23. Why should not the Church compel lost sons to return, when those lost sons have compelled others to perish? There are cases too of people who were not compelled but only seduced; if they are recalled to the bosom of the Church by fearsome but health‑giving laws, our holy mother will enfold them with special tenderness and will rejoice over them more than over those whom she had never lost. It is surely a duty of pastoral care to seek out those sheep too, who were not stolen away by force but who were smoothly and quietly seduced, who wandered away from the flock and gradually fell into the possession of aliens, and to call them back to the Lord’s sheepfold; and if they choose to resist, is it not right to use the threat or even the infliction of scourges to recall them? And if their numbers should increase by further births among those runaway and robber slaves, the Church has an even greater right, since she acknowledges the Lord’s imprint among them and treats it with respect when we receive them into membership without rebaptizing them. The sheep’s error must be put right, so that the mark of the redeemer upon it be not marred. Suppose someone is stamped with the king’s imprint by a deserter who had himself received that stamp and then both of them are pardoned; one of them returns to the army and the other begins to be in the army, in which he had never been before. In neither case is the imprint annulled; in both cases, surely, it is acknowledged and treated with appropriate respect because it is the king’s. So since they cannot show that the direction in which they are being compelled is bad, they claim that they ought not to be compelled even in the direction of the good. But we have shown that Paul was compelled by Christ. In those cases, therefore, which merit compulsion the Church is imitating her Lord; in earlier days when she did not use compulsion she was waiting for the fulfillment of the prophetic prediction about the faith of kings and nations [see Ps. 72: 11].
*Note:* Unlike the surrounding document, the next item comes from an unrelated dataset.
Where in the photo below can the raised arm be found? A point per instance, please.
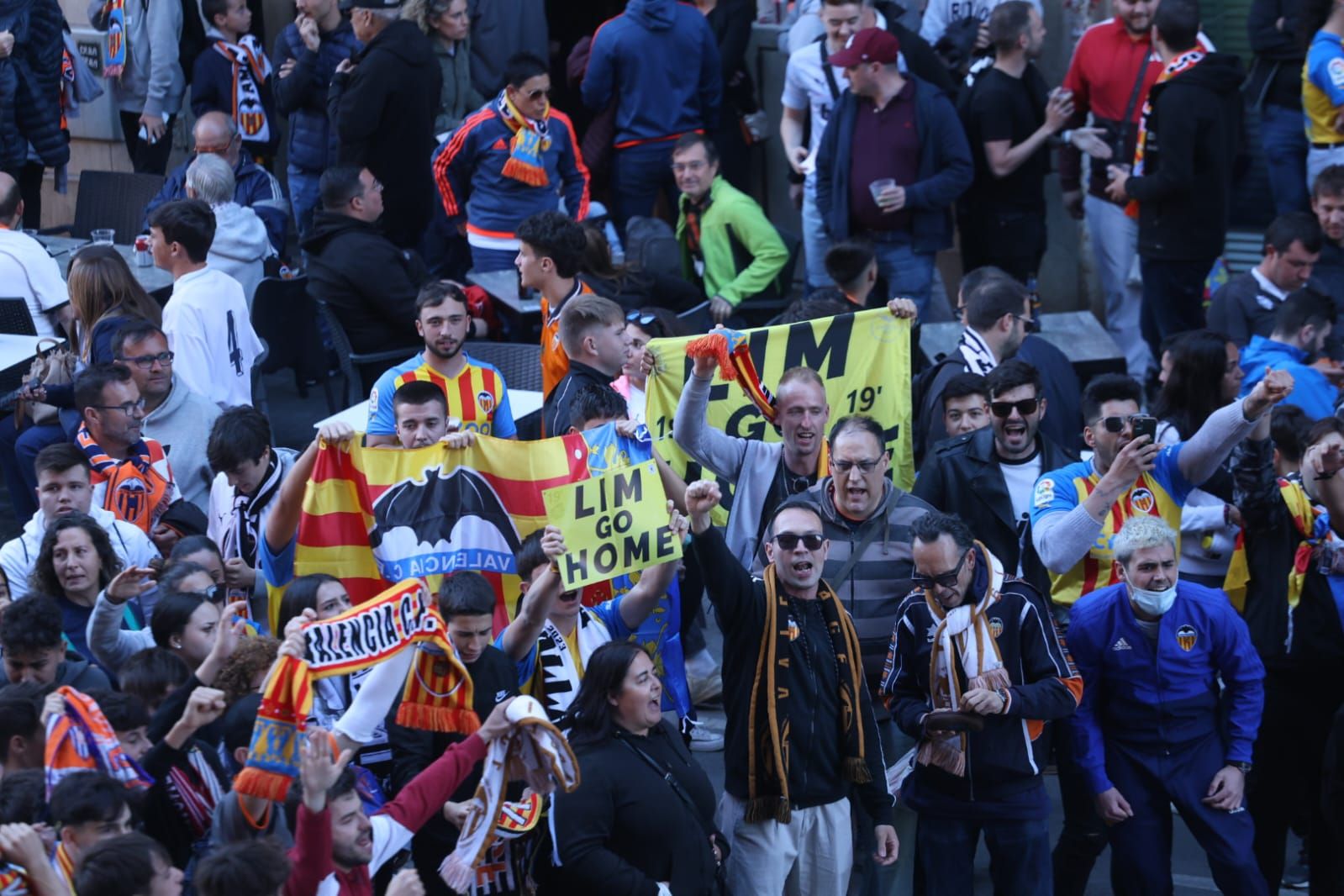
(520, 635)
(1204, 451)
24. An appropriate sense along these lines can also be given to the apostolic opinion expressed by Paul: ‘Being ready to punish every disobedience, when your obedience has first been made complete’ [2 Cor. 10: 6]. The Lord himself orders the guests to the great supper first to be invited and only later to be compelled. When the servants replied: ‘Lord, what you commanded has been done and still there is room’, he said, ‘Go out to the highways and the hedges and whoever you find compel them to come in’ [Luke 14: 21-3]. In the case of those who were first politely invited, we have obedience being first completed; in the case of those who are compelled, we have disobedience being coerced. For what is the significance of the ‘Compel them to come in’, following after the initial ‘Invite them’ and the reply ‘What you commanded has been done’? If he had intended this to be understood of those who need to be compelled by awe of miracles, it would have been directed to those who were called first, for it was among them that many divine miracles were done. This was particularly true of the Jews, of whom it was said, ‘Jews seek after signs’ I Cor. 1:22],  though miracles of  that kind were also used to commend the gospel among the gentiles in apostolic times. So if it was compulsion of this kind that was being ordered, one would reasonably expect, as I have said, that it would be the first guests who would have been the ones to be compelled. So then it is the power which the Church has received as a gift from God at the appropriate time in virtue of the religion and the faith of kings which is compelling those who are in the highways and hedges (that is the heretics and the schismatics) to come in. They should not be complaining that they are being compelled but taking note of the goal towards which they are being compelled. The Lord’s banquet is the unity of the body of Christ, not only in the sacrament of the altar but also in the bond of peace. But of them we can say most emphatically that they never compel anybody to a good end; those whom they compel, they always compel to an evil goal.